Doubts weigh on ASX cash call
ASX shares plunged 6 per cent on Friday as investors expressed doubts over the reasons behind the sharemarket operator's $553 million capital raising.
The company emerged from a three-day trading halt to reveal it had raised $267 million so far in the discounted share offer to institutional investors, with retail investors to start taking up the offer from Monday.
The share offer is aimed at raising funds the exchange says are needed to meet new capital rules expected for its clearing house service.
Investors are able to buy two shares for every 19 shares at the lower price of $30.
There was a slight shortfall in the take-up, however, with large fund managers and other investors taking up only 96 per cent of the new shares available. The remaining 4 per cent of the rights entitlements were sold and cleared at $3.70 - with investors signed up to a shortfall arrangement paying $33.70 per new share, the company said.
The company's share price was just below $35 before the trading halt was lifted. The shares closed $2.69 lower to $33.15.
Although analysts expected the shares to trade lower as a result of the program, Deutsche Bank analyst Kieren Chidgey said the fall also showed a lack of confidence among investors over the decision to raise funds - especially when debt was so cheap and readily available.
"People are asking questions. They can't understand the rationale behind the way they've chosen to fund this through equity rather than debt," he said.
Mr Chidgey said the decision might lead some to assume the ASX's management wanted to save their debt capacity for acquisitions in the future. "This is a potential concern given you don't know what they're going to buy."
The offer, fully underwritten by UBS, was announced by the operator on Tuesday. It was expected to dilute earnings per share by 5.1 per cent.
The company said the money raised would go to ASX Clear, the clearing facility for all futures and options, and to paying off $250 million in debt from a subsidiary, ASX Clearing Corporation.

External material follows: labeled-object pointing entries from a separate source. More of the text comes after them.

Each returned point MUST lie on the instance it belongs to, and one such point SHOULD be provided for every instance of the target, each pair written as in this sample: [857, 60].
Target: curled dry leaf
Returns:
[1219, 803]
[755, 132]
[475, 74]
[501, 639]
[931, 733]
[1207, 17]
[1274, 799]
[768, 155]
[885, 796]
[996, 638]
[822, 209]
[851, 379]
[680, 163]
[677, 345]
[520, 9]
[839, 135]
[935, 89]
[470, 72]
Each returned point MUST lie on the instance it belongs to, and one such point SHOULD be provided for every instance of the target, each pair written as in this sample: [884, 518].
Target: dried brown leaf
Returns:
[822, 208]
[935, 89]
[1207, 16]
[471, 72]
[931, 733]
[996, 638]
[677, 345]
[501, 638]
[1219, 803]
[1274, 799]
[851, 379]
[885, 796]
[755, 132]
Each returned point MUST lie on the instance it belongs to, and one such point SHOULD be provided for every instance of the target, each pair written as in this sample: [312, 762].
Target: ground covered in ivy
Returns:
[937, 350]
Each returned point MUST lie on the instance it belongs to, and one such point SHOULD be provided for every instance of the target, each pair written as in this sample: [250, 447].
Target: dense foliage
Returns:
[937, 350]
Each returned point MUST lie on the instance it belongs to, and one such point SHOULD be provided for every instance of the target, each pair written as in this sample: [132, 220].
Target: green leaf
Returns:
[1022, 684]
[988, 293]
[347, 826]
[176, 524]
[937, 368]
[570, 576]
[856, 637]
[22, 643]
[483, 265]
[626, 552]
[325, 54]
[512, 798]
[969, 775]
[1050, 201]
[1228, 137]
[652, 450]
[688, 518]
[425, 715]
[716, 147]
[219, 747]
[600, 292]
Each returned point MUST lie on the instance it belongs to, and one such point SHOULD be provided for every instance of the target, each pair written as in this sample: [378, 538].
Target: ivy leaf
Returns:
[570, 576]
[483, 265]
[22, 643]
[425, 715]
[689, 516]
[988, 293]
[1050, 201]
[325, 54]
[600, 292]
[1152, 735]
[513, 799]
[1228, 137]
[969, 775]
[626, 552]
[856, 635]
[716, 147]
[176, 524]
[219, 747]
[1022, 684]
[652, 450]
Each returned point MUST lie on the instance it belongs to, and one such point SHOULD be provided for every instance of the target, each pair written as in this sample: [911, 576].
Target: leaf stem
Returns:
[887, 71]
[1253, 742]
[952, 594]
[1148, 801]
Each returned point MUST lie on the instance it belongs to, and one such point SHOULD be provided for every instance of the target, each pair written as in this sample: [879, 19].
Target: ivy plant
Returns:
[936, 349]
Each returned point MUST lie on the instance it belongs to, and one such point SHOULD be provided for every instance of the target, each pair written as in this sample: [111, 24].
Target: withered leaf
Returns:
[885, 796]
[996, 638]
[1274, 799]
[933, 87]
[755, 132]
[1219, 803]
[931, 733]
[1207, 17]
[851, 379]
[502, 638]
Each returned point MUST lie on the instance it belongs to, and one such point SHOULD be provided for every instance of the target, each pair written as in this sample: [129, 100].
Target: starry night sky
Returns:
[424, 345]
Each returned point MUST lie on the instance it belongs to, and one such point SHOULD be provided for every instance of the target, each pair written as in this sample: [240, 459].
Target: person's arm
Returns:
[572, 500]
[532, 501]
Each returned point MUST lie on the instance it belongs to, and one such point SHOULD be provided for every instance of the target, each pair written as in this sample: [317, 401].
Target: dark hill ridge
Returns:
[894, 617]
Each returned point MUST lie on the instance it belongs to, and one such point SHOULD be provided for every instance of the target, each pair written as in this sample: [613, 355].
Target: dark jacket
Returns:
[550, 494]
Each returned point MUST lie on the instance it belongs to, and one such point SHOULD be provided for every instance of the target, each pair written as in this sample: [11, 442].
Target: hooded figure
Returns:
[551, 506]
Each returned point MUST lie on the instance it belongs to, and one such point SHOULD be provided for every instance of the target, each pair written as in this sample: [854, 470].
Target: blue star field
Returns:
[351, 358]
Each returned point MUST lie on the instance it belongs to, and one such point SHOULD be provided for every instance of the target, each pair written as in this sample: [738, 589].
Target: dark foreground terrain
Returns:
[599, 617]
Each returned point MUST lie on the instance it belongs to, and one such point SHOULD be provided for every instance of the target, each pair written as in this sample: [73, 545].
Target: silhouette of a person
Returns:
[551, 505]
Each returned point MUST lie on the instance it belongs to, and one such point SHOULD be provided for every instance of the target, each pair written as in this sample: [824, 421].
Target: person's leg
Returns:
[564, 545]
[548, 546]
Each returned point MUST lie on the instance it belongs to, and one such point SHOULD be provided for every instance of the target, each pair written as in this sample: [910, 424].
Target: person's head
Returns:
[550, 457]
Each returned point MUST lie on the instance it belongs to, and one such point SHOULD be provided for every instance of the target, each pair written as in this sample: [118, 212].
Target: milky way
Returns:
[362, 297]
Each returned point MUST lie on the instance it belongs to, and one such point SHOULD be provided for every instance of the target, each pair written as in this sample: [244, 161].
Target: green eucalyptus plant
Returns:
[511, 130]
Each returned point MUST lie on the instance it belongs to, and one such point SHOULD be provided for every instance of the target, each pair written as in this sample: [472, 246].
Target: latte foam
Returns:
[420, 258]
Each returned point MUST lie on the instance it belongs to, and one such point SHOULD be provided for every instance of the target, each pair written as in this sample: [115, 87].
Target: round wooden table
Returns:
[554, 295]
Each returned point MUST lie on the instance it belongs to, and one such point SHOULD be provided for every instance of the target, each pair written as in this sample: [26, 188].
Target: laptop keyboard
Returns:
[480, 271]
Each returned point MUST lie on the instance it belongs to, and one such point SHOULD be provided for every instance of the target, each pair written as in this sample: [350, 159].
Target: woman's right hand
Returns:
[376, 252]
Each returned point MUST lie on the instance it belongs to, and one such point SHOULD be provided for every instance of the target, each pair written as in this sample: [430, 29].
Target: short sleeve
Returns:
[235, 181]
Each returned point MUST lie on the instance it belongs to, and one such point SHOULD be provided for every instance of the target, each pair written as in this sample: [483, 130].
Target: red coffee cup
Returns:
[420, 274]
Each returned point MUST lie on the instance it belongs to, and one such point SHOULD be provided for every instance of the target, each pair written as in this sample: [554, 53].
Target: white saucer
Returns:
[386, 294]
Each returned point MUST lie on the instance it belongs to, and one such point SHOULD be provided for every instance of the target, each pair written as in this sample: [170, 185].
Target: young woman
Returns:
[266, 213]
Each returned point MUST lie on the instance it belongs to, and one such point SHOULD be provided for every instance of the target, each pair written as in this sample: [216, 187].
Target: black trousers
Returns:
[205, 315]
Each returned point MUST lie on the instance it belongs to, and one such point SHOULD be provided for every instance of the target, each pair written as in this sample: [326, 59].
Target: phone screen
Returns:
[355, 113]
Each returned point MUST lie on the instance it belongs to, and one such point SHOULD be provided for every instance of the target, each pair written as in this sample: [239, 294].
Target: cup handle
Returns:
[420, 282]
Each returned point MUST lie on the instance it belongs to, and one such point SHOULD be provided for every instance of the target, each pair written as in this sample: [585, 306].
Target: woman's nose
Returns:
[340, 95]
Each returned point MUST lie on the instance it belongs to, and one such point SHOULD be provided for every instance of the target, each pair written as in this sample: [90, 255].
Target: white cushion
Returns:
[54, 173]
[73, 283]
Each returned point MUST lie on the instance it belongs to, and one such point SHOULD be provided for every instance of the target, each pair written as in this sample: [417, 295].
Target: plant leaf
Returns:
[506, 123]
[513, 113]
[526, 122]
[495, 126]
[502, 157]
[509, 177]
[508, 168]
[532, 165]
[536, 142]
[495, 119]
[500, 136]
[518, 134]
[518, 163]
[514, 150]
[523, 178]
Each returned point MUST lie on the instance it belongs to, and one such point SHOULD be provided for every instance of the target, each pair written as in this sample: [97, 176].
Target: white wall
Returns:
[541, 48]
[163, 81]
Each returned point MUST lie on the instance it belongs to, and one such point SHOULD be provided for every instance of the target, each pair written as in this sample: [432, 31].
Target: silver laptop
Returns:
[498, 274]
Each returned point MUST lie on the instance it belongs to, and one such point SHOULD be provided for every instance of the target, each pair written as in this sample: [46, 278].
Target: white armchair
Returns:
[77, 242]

ASX chief Elmer Funke Kupper said the funds would help the company compete with foreign clearing houses. "If you want to play on the global stage, you need to adhere to the highest available standards," he said.
The company also issued an update on its performance, warning it would pay a final dividend of 81¢, about 12 per cent below analyst forecasts. Its full-year profit would be about $346 million, just below market forecasts.
ASX Ltd hopes to raise a further $286 million in the retail share offer.